Ceci ne concerne pas uniquement les chevaux sauvages, mais aussi les chevaux de sang-froid car ils partagent le même patrimoine génétique : ils réagissent avec le même instinct, mais leur expérience diffère. En entrant dans le roundpen, la qualité de l'énergie est primordiale. On entre avec le sens des responsabilités, on doit par conséquent contrôler son esprit et son corps. Quand j'étais jeune, j'avais l'habitude de casser des chevaux en Europe, mais quand j'ai demandé à monter à cheval aux États-Unis, mon oncle m'a répondu : « Peut-être un jour. Pour l'instant, aide-moi avec la hutte à sudation ». J'ai dû l'aider à préparer les cérémonies et à porter les pierres rouges de feu. En fait, il me préparait à la manière cheyenne. Mais j'ai grandi en Europe et je ne le comprenais pas à l'époque.
Les cérémonies et les rituels, comme la Danse du soleil ou le jeûne, vous apprennent à vous contrôler. Ils enseignent à votre esprit à être plus puissant que votre corps et votre mental. Le corps a besoin de confort tout le temps, donc il met dans le mental cette idée de confort. Le sacrifice dans les cérémonies vous permet de comprendre qu'il n'y a pas besoin de confort, ni de contrôle de la part du mental. Le corps et le mental travaillent ensemble, mais seul l'esprit les relie et se connecte aux autres.



En Europe, les gens sont intellectuels. En donnant le contrôle à leur mental, ils ont perdu le lien avec tout, humain, non-humain. Ils ne peuvent plus ressentir avec leur cœur. Cependant, le cœur est le pouvoir d'expression de l'esprit. Les chevaux sont des esprits individuels et ont leur propre personnalité. C'est un non-sens de construire une méthode. Les méthodes ne se trouvent que dans les cultures intellectuelles. La manière des horsemen est de sentir le cheval avec le cœur, la technique vient de l'amour. Il faut penser cheval et faire partie de son univers. C'est ce que nous enseignent nos frères et sœurs de la Nation du cheval : comment comprendre la nature et comment en faire partie.
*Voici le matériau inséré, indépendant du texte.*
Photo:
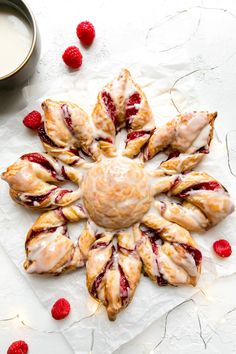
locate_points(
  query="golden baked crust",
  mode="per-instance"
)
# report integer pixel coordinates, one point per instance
(187, 139)
(168, 252)
(116, 193)
(48, 246)
(67, 129)
(206, 193)
(186, 215)
(32, 181)
(122, 104)
(113, 271)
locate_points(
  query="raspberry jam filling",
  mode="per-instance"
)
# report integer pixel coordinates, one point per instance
(110, 107)
(41, 160)
(153, 237)
(98, 279)
(203, 150)
(195, 253)
(132, 108)
(61, 195)
(204, 186)
(67, 117)
(173, 154)
(44, 137)
(49, 230)
(135, 135)
(124, 286)
(31, 199)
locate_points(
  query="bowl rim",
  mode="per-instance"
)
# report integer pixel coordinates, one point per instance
(29, 17)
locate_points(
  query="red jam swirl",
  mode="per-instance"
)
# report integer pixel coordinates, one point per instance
(44, 137)
(204, 186)
(67, 117)
(41, 160)
(124, 286)
(110, 107)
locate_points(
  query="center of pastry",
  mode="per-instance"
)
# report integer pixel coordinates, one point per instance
(116, 193)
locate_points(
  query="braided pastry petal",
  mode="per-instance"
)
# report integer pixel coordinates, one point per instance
(65, 130)
(168, 252)
(28, 179)
(48, 246)
(204, 192)
(186, 215)
(187, 138)
(113, 271)
(122, 104)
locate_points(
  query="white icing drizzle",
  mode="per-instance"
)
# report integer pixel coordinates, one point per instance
(201, 140)
(46, 250)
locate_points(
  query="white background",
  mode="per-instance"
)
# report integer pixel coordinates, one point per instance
(206, 29)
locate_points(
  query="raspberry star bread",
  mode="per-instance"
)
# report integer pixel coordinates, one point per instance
(129, 222)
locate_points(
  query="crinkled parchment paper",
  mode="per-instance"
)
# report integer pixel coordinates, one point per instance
(150, 302)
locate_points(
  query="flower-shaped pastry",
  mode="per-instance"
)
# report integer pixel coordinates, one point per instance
(128, 225)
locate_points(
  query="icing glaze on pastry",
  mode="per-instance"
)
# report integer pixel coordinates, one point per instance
(116, 193)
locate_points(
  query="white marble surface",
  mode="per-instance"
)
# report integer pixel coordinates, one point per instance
(207, 30)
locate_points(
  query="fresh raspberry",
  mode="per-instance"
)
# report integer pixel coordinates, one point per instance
(33, 120)
(72, 57)
(18, 347)
(85, 32)
(222, 248)
(60, 309)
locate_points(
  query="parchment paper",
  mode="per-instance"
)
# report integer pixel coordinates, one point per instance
(150, 302)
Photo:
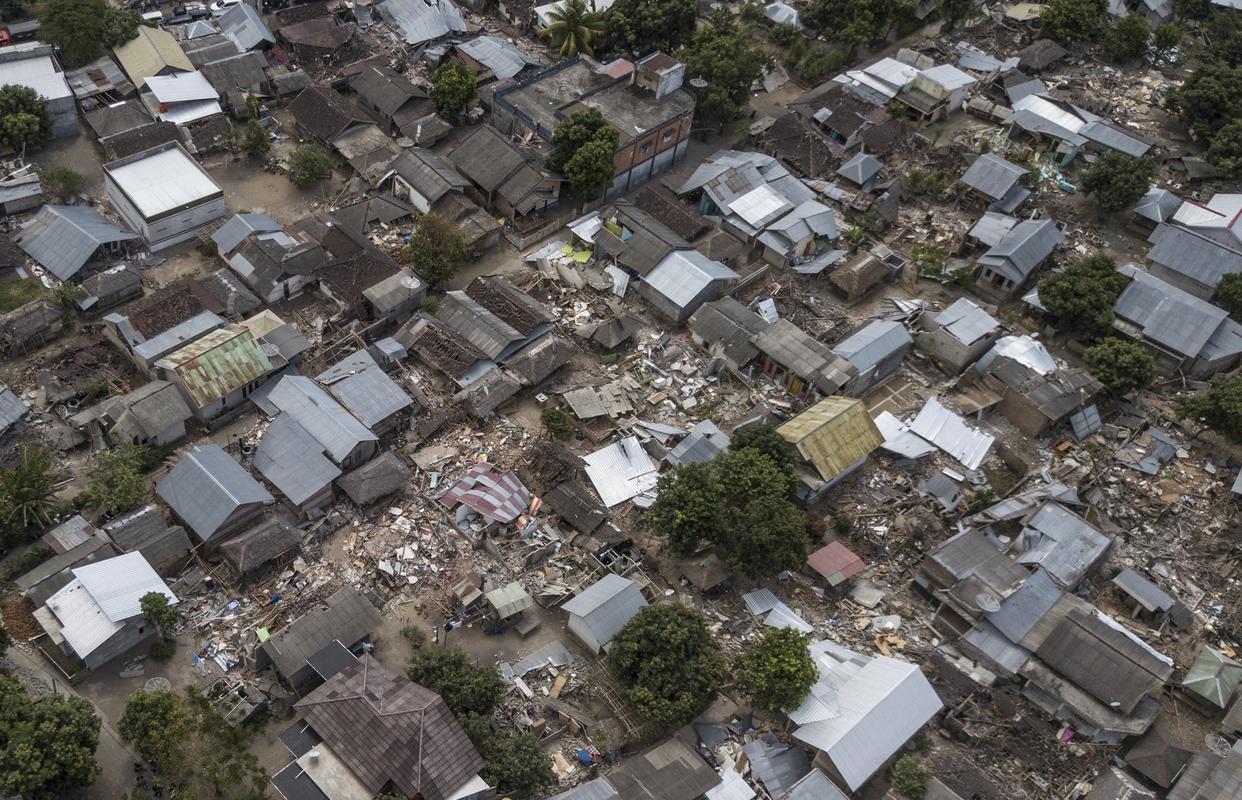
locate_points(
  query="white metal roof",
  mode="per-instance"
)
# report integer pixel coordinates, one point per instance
(117, 584)
(39, 73)
(83, 624)
(163, 181)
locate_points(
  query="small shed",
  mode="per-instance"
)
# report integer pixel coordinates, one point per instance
(509, 600)
(602, 609)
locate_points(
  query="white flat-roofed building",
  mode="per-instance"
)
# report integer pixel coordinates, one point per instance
(163, 194)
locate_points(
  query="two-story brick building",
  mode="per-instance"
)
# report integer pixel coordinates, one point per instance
(643, 101)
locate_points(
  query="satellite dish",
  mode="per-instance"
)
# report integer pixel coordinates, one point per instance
(988, 603)
(159, 683)
(1217, 744)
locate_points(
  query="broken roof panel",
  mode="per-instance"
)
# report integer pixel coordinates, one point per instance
(621, 471)
(950, 434)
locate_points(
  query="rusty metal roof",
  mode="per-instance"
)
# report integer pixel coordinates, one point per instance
(217, 364)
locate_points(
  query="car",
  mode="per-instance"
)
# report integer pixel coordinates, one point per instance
(220, 6)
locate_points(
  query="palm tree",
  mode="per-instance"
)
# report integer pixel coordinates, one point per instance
(575, 27)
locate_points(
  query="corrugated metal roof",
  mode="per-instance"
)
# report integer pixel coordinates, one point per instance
(606, 605)
(205, 488)
(217, 364)
(292, 460)
(364, 388)
(834, 435)
(682, 275)
(621, 471)
(117, 585)
(871, 711)
(966, 322)
(337, 431)
(245, 27)
(62, 239)
(150, 52)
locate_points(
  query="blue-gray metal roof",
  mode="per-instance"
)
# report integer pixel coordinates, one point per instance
(11, 409)
(501, 57)
(1195, 256)
(206, 486)
(62, 237)
(992, 175)
(364, 388)
(1168, 316)
(245, 27)
(242, 225)
(874, 343)
(703, 442)
(292, 460)
(319, 415)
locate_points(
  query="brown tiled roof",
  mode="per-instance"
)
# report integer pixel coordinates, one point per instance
(170, 306)
(676, 215)
(386, 728)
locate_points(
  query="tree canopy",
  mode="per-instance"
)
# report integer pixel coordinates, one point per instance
(437, 247)
(1219, 406)
(46, 745)
(24, 121)
(853, 22)
(575, 29)
(668, 663)
(722, 55)
(85, 29)
(1122, 365)
(1071, 21)
(778, 670)
(452, 88)
(1117, 181)
(639, 27)
(467, 688)
(1079, 300)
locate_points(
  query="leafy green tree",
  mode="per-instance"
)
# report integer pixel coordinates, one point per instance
(956, 11)
(1165, 37)
(687, 508)
(911, 778)
(853, 22)
(517, 765)
(1210, 98)
(308, 165)
(1226, 149)
(1079, 300)
(575, 29)
(85, 29)
(61, 181)
(158, 613)
(452, 88)
(1223, 44)
(1220, 406)
(722, 55)
(1127, 39)
(467, 688)
(776, 671)
(764, 439)
(1117, 181)
(158, 726)
(24, 121)
(668, 663)
(437, 247)
(46, 745)
(1071, 21)
(1228, 295)
(1122, 365)
(639, 27)
(27, 492)
(116, 482)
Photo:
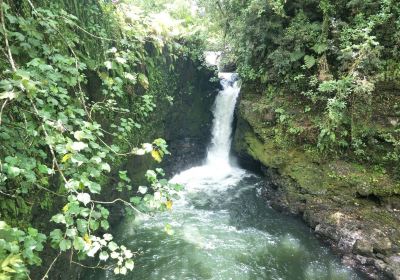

J'enseigne le horsemanship en Europe car c'est là que j'ai grandi. Quand j'étais enfant, il m'était difficile de comprendre mes origines et quel était mon mode de vie. Mais mon oncle, John junior, m'a appris qu'il y a une raison à tout et maintenant je sais que ma raison est d'être entre deux continents et d'être un pont entre deux cultures. Mon objectif est d'aider les Européens à comprendre, grâce à l'aide des chevaux, comment ne plus être contrôlés par la puissance de leur mental. Car c'est le côté intellectuel qui les éloigne du cercle sacré de la vie. Seule la nature - animaux, arbres, plantes - nous rappellent d'où nous venons. Nous sommes tous des autochtones et les chevaux nous apprennent comment nous reconnecter avec la nature.


Les chevaux sont une passerelle vers le monde spirituel. Ils me rappellent d'où je viens et qui étaient mes ancêtres. Grâce à eux, j'apprends à être responsable et à ne pas tout ignorer autour de moi. Si je ne suis pas responsable, je détruis tout ; si je suis responsable, je fais de mon mieux pour respecter les forêts et l'eau, les sols et les animaux, et même le moindre petit brin d’herbe que je vois. Il existe un mot cheyenne : « Na mane o tets ». Il signifie « du plus profond de mon cœur je me connecte à tout ce qui est ».